One Latin word — Filioque, meaning "and the Son" — became the most consequential theological disagreement between Eastern and Western Christianity. It contributed to the Great Schism of 1054 and remains unresolved today.
The question it raises sounds technical. Its implications are enormous.
The Nicene Creed, as affirmed at the Council of Constantinople in 381, states:
We believe in the Holy Spirit, the Lord, the giver of life, who proceeds from the Father.
This was the agreed confession of the entire Church — East and West. The Spirit "proceeds from the Father." Full stop.
Sometime in the sixth or seventh century, churches in the Latin West began adding a single word to the Creed:
"...who proceeds from the Father and the Son" (Filioque).
The addition was initially local — it appeared first in Spain, then spread through Gaul and the Frankish Empire. It was formally adopted in Rome under pressure from the Holy Roman Emperor in 1014. The Eastern churches were never consulted. They regarded the change as unauthorized, theologically dangerous, and a violation of the authority of the ecumenical councils.
Western theologians, following Augustine, argued that the Filioque was theologically necessary to preserve the unity between Father and Son. If the Spirit proceeds from the Father alone, Augustine worried, the Son would have no constitutive role in the Spirit's origin, weakening the bond between the second and third Persons.
For Augustine, the Spirit is the mutual love between Father and Son — the "bond of charity" that unites them. The Spirit therefore proceeds from both, as the love that flows between the Lover and the Beloved.
The Eastern Church raised two objections — one about authority, one about theology:
Authority: No local church has the right to alter a creed defined by an ecumenical council. The Nicene Creed belongs to the whole Church, not to Rome alone. To change it unilaterally is to claim an authority the early Church never recognized.
Theology: The Eastern tradition, following the Cappadocian Fathers, holds that the Father alone is the monarchia — the single source or principle — within the Trinity. The Son is begotten of the Father; the Spirit proceeds from the Father. To say the Spirit proceeds from the Father and the Son introduces a second principle of origin and risks either subordinating the Spirit to the Son or confusing the distinct personal properties that make the Father the Father.
Gregory of Nazianzen had been clear: what distinguishes the Persons is their mode of origin from the Father. The Father is unbegotten, the Son is begotten, the Spirit proceeds. To alter this structure is to alter the Trinity itself.
Behind the technical dispute lies a difference in theological method. The Western tradition, shaped by Augustine, tends to begin with the unity of the divine essence and then ask how the three Persons are distinguished within it. The Eastern tradition, shaped by the Cappadocians, tends to begin with the three Persons and then affirm their unity through the single source of the Father.

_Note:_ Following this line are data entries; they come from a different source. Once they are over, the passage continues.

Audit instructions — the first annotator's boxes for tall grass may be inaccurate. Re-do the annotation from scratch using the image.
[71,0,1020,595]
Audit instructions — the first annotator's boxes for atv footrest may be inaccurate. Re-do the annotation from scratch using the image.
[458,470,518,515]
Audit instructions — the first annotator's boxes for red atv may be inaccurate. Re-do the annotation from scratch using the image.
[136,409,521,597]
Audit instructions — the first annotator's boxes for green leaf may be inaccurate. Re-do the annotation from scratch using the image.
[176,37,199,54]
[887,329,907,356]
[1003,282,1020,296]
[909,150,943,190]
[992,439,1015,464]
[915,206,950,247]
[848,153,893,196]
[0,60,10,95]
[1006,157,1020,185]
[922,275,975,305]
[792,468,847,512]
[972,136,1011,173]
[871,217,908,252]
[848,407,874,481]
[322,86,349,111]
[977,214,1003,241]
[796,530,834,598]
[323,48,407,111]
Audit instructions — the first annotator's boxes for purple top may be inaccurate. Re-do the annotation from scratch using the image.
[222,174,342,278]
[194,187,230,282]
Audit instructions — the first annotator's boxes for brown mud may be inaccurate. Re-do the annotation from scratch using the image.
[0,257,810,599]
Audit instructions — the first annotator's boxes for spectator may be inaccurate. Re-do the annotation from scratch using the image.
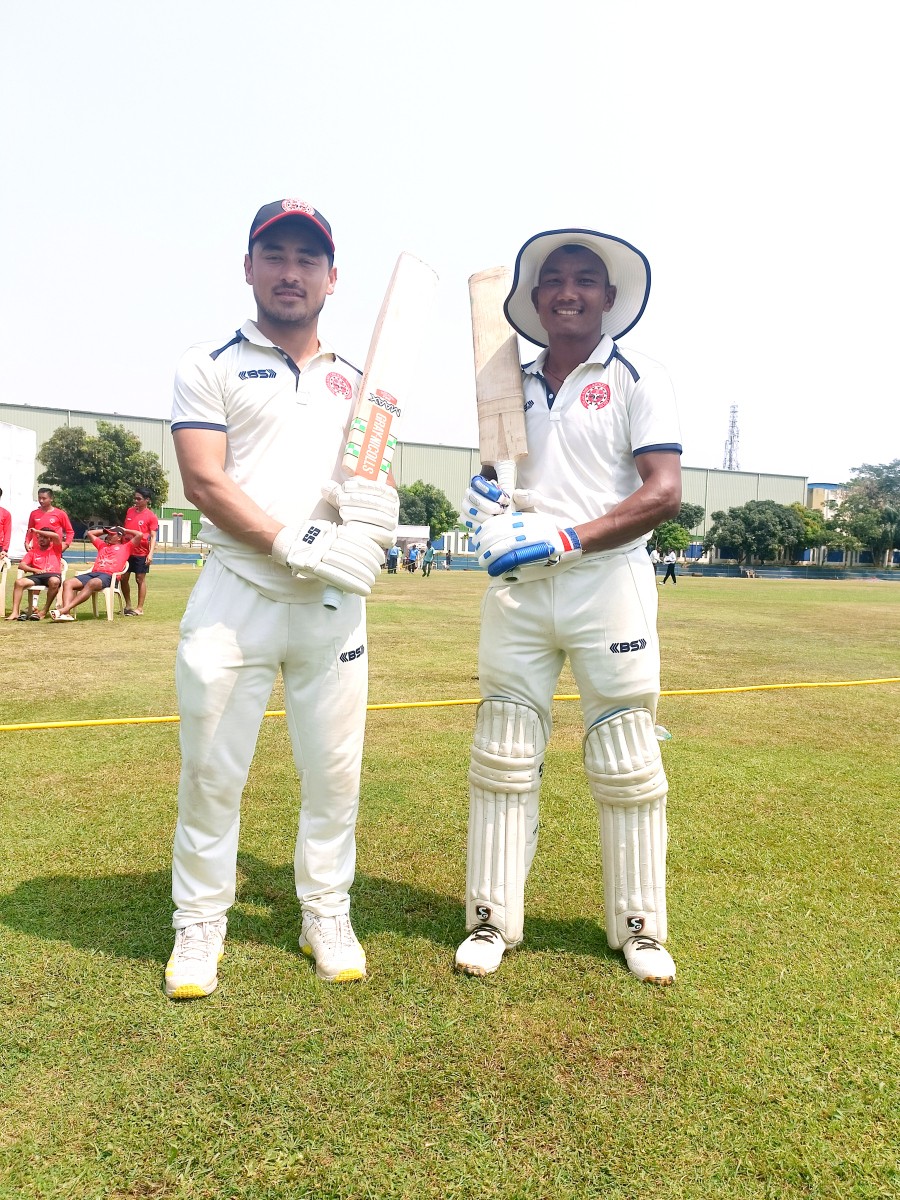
[121,486,159,616]
[26,489,73,554]
[50,526,141,621]
[445,549,452,571]
[5,527,63,620]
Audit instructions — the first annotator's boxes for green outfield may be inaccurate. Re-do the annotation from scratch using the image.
[1,569,897,1199]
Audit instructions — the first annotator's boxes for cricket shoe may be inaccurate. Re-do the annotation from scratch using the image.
[165,917,227,1000]
[300,912,367,983]
[454,925,511,977]
[623,935,676,985]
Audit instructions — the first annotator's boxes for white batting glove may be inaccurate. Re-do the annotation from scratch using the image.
[322,478,399,548]
[472,511,582,578]
[511,486,551,513]
[272,521,383,596]
[461,475,509,531]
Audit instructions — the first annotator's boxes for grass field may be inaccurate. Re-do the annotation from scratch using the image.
[1,567,897,1199]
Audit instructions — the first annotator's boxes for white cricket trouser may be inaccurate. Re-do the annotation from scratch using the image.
[478,547,662,728]
[172,555,368,927]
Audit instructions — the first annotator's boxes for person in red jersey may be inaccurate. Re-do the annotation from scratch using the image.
[25,489,74,553]
[121,486,159,616]
[0,487,11,558]
[5,527,64,620]
[50,526,140,621]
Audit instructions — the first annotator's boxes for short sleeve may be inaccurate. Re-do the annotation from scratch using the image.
[626,360,682,457]
[171,344,228,432]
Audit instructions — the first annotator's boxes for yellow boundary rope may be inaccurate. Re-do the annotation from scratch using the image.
[1,678,898,733]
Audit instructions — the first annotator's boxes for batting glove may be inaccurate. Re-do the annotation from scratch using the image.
[461,475,509,531]
[472,511,582,579]
[272,521,384,596]
[510,486,552,513]
[322,478,399,548]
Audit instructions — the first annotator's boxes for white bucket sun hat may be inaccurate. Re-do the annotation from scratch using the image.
[503,228,651,347]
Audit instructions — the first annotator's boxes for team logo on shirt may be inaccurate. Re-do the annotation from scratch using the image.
[282,198,315,215]
[581,382,611,410]
[326,372,352,398]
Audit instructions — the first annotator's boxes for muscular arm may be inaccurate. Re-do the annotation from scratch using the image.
[573,451,682,554]
[173,428,284,556]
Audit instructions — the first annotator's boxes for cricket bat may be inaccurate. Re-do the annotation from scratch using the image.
[469,266,527,497]
[323,251,439,609]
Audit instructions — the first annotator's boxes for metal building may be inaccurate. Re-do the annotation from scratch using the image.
[0,402,807,542]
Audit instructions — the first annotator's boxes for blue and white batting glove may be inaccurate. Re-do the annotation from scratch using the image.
[461,475,509,532]
[472,511,582,578]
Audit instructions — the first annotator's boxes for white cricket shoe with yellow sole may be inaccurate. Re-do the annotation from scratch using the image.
[165,917,227,1000]
[623,935,676,985]
[300,913,366,982]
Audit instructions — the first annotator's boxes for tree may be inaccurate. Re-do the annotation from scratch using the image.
[654,521,691,553]
[674,502,705,532]
[397,481,458,541]
[38,422,169,527]
[703,500,805,564]
[832,460,900,566]
[651,501,705,550]
[789,503,830,559]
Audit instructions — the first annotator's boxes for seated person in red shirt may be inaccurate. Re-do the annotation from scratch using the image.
[5,527,64,620]
[51,526,141,621]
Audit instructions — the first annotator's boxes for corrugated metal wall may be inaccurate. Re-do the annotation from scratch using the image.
[0,404,807,533]
[392,442,481,509]
[0,403,189,507]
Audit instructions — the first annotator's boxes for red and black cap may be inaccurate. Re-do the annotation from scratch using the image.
[103,526,126,537]
[248,199,334,254]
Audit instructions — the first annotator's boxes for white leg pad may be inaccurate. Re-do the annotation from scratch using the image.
[466,698,546,945]
[584,708,668,949]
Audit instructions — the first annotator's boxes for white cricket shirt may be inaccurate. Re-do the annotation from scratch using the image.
[171,320,361,600]
[517,334,681,554]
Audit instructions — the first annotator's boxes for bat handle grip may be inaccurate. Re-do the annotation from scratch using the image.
[322,584,343,611]
[495,461,517,496]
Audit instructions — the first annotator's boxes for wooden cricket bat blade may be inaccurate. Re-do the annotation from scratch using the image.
[341,252,439,483]
[469,267,527,485]
[323,251,438,611]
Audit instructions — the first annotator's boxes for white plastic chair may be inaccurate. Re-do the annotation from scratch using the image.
[19,559,69,616]
[90,567,127,621]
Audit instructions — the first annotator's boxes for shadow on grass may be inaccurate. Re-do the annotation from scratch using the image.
[0,853,615,967]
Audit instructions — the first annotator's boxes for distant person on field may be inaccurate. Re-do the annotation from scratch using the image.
[121,487,159,616]
[662,550,677,585]
[26,489,73,554]
[421,542,435,577]
[50,526,141,621]
[386,544,400,574]
[407,544,419,573]
[648,545,660,578]
[5,527,63,620]
[445,549,452,570]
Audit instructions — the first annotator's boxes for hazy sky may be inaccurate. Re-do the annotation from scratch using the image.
[2,0,896,484]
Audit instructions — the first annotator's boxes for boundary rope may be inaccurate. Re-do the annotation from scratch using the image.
[1,677,898,733]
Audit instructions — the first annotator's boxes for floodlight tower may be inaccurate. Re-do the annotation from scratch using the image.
[723,404,740,470]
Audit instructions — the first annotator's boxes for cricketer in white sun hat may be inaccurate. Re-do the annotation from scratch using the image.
[503,228,651,348]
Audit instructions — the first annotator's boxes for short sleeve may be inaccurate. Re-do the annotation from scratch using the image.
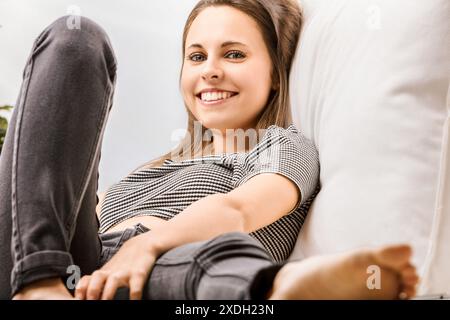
[234,125,320,213]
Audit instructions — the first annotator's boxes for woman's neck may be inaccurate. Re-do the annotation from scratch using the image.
[211,128,258,155]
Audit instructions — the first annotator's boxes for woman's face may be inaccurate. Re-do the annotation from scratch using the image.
[181,5,274,133]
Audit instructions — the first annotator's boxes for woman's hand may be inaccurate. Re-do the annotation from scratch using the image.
[74,233,157,300]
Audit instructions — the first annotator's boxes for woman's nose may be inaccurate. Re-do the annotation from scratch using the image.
[201,60,224,81]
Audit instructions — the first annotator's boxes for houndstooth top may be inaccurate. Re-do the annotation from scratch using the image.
[99,124,320,262]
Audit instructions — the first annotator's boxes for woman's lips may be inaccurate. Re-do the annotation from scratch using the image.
[196,93,239,107]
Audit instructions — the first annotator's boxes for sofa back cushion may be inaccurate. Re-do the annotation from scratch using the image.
[288,0,450,294]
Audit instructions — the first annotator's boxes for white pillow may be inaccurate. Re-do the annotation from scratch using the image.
[288,0,450,295]
[420,90,450,295]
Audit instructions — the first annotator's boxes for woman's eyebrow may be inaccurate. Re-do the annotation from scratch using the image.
[187,41,248,50]
[219,41,247,48]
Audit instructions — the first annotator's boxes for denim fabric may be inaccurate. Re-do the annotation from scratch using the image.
[143,231,285,300]
[104,228,285,300]
[0,15,117,298]
[0,15,284,300]
[99,223,151,266]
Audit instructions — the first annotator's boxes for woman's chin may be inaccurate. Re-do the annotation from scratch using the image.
[194,117,223,130]
[200,122,227,133]
[202,121,253,133]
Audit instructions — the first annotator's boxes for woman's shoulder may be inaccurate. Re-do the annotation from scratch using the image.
[244,124,318,166]
[252,124,308,150]
[266,123,299,132]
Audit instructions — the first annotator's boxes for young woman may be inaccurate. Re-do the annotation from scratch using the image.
[0,0,418,300]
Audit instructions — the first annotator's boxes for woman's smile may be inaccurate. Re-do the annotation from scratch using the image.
[196,90,239,107]
[181,5,274,133]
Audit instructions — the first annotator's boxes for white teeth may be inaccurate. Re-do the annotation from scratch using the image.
[200,91,234,102]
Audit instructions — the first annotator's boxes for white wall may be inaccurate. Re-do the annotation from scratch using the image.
[0,0,198,192]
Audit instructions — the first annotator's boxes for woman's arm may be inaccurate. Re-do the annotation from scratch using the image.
[75,172,300,300]
[142,172,301,257]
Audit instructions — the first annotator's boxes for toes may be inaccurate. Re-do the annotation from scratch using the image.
[399,285,417,299]
[403,276,419,287]
[402,272,419,284]
[398,265,419,300]
[401,264,416,275]
[374,244,412,270]
[400,264,419,286]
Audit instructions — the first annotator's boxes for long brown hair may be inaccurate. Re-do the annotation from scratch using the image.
[132,0,303,172]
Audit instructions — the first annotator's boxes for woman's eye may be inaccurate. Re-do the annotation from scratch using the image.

Neither approach is wrong. But they produce different instincts about what needs to be protected, and the Filioque is the point where those instincts collide.
The Roman Catholic Church continues to recite the Creed with the Filioque, though it has acknowledged that the original Creed did not contain it and that the Eastern formulation is legitimate. Some Catholic theologians have proposed that "proceeds from the Father through the Son" might bridge the gap.
The Orthodox Church continues to regard the Filioque as both procedurally illegitimate and theologically problematic. It recites the Creed in its original form.
The controversy is not merely historical. It touches on some of the deepest questions in Trinitarian theology: the nature of divine personhood, the meaning of the Spirit's role, and the relationship between unity and distinction within God.
The Filioque controversy asks whether the Holy Spirit proceeds from the Father alone (as the East confesses) or from the Father and the Son (as the West added to the Creed) — and it reveals two different ways of approaching the mystery of the Trinity.